Ela não conseguiu nem respirar. Nunca ninguém ousaria lhe dizer palavras tão atrevidas. Mas era ainda uma Griffin, e ninguém de sua família recuava facilmente.

-#Pensa que assim vai me convencer a aceitá-lo como marido?

Naraku sorriu abertamente.

-#Não preciso convencê-la de nada. Não tem escolha, minha querida.

Rin pensou em Bankotsu e sentiu vontade de chorar. Bankotsu ficaria tão desapontado quando soubesse do episódio em que se envolvera!

-#Minha querida, eu perguntei se queria me acompanhar até o baile Belmont, e você concordou. Também não a obriguei a usar aquele vestido para me seduzir e, não duvido nada, provocar seu irmão. Se eu resolvesse tirar vantagem de seu mau comportamento, era uma prerrogativa minha. E escolhi agir a meu favor.

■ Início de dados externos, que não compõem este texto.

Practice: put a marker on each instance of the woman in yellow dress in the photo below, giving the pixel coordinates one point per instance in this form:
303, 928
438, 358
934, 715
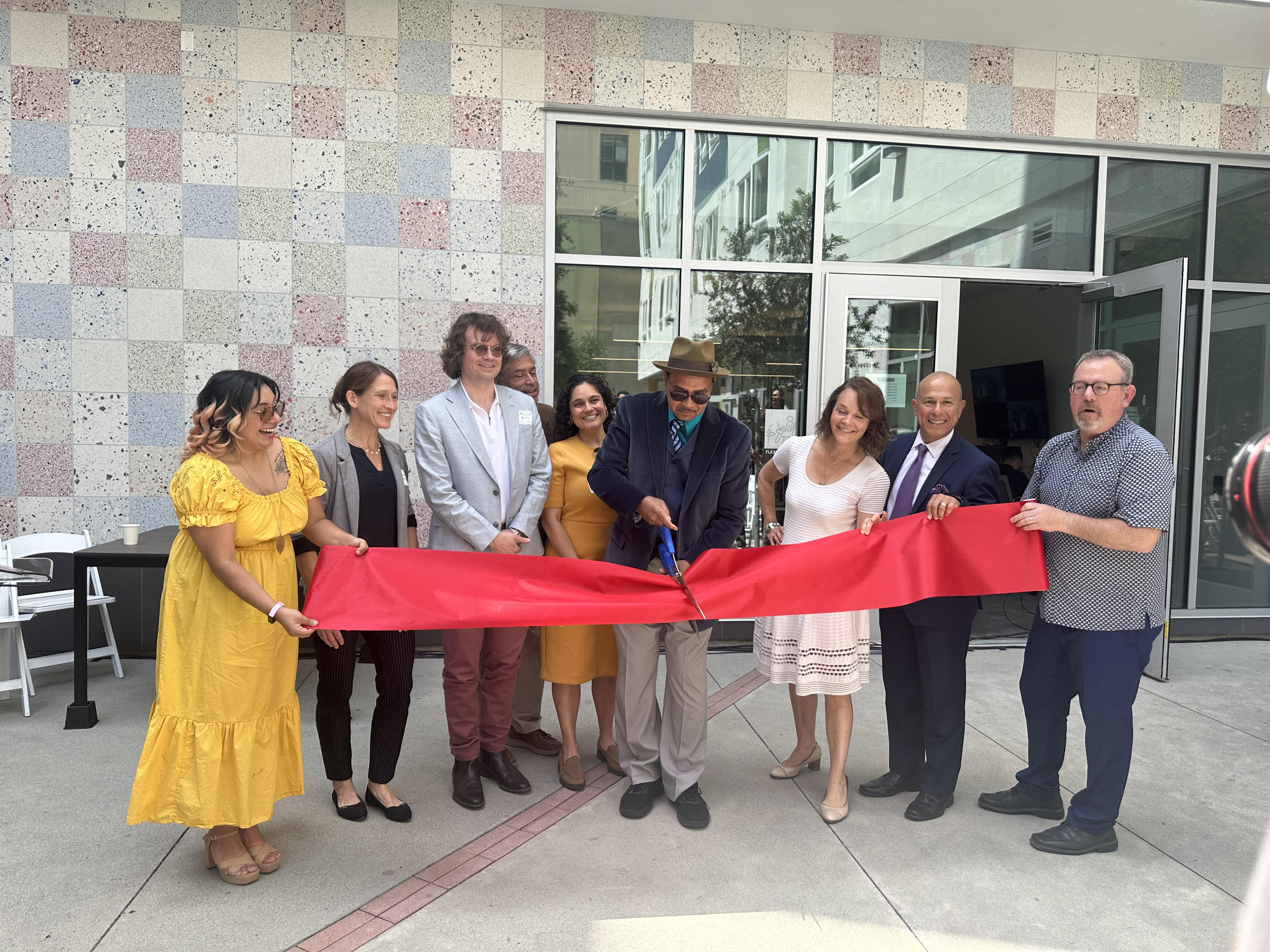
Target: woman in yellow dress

-#E se eu optasse por acertar uma bala no meio de seus olhos? - A voz de Sesshoumaru soou Baixa e profunda. Ele ficou ao lado de Rin de modo que seus corpos se roçavam. - Essa seria a minha prerrogativa.

Naraku balançou a cabeça, dando uma passo para trás.

-#Não vim aqui para brigar com você. Pretendo meramente discutir alguns assuntos com o duque de Melbourne.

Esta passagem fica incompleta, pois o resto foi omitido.